La location touristique, souvent incarnée par des plateformes comme Airbnb, est devenue la cible privilégiée des critiques politiques et médiatiques. Pourtant, selon une analyse publiée par Le Point, ce phénomène sert surtout de bouc émissaire commode pour masquer un échec politique plus profond dans la gestion de la crise du logement en France.
Un coupable désigné pour masquer les vrais problèmes
Les locations touristiques sont régulièrement accusées de réduire l'offre de logements disponibles pour les résidents permanents, de faire grimper les loyers et de vider les centres-villes de leurs habitants. Cependant, l'article souligne que cette focalisation occulte les véritables causes de la crise du logement : la pénurie de constructions neuves, la hausse des coûts des matériaux, et les politiques fiscales qui favorisent l'investissement locatif plutôt que l'accession à la propriété.
Selon l'auteur, la régulation des locations touristiques est devenue une mesure politique facile à mettre en avant, car elle permet de donner l'impression d'agir sans s'attaquer aux réformes structurelles nécessaires. « On préfère taper sur Airbnb plutôt que de revoir la fiscalité immobilière ou de libérer du foncier constructible », peut-on lire dans l'analyse.

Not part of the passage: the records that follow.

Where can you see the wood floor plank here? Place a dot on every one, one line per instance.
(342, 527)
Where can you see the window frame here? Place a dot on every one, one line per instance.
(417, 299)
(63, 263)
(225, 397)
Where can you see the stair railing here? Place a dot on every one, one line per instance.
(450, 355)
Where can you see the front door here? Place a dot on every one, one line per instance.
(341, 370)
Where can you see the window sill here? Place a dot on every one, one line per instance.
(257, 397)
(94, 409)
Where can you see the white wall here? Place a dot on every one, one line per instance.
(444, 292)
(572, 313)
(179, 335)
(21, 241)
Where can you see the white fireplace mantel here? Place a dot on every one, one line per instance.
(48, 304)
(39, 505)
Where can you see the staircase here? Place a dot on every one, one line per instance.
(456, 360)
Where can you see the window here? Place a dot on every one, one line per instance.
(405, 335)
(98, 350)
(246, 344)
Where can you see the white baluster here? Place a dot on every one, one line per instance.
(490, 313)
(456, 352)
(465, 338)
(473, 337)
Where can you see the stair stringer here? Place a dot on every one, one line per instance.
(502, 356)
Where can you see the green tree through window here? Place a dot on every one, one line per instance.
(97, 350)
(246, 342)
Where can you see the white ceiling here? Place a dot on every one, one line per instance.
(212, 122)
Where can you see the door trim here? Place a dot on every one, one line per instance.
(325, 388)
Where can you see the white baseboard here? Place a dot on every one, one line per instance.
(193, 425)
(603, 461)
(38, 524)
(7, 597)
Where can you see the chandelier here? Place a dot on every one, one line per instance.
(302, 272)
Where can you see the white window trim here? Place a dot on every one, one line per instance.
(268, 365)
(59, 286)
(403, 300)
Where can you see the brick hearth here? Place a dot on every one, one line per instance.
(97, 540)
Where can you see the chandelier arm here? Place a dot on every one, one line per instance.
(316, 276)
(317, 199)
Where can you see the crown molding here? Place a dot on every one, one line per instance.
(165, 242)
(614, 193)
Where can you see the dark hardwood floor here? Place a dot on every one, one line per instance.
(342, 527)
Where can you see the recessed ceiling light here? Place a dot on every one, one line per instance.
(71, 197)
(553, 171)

Un impact limité sur le marché global
L'impact réel des locations touristiques sur le marché immobilier est souvent exagéré. Dans les grandes villes comme Paris, elles représentent une fraction du parc locatif total. Selon les données citées, à Paris, les meublés touristiques ne constituent que 2 à 3 % du parc de logements, un chiffre insuffisant pour expliquer à lui seul la flambée des prix et la rareté des biens disponibles.
L'auteur rappelle que la crise du logement est avant tout le résultat de décennies de sous-construction, de l'étalement urbain mal maîtrisé et de l'absence d'une politique cohérente de logement social. En ciblant les locations touristiques, les élus locaux détournent l'attention des vrais leviers d'action, comme la simplification des normes de construction ou la lutte contre la spéculation immobilière.
Une régulation nécessaire mais insuffisante
L'article ne nie pas la nécessité d'une certaine régulation des locations touristiques pour éviter les abus, notamment dans les zones tendues. Des mesures comme l'enregistrement obligatoire des logements, la limitation du nombre de jours de location par an ou l'instauration de quotas dans certains quartiers peuvent être utiles. Cependant, ces outils ne doivent pas faire illusion.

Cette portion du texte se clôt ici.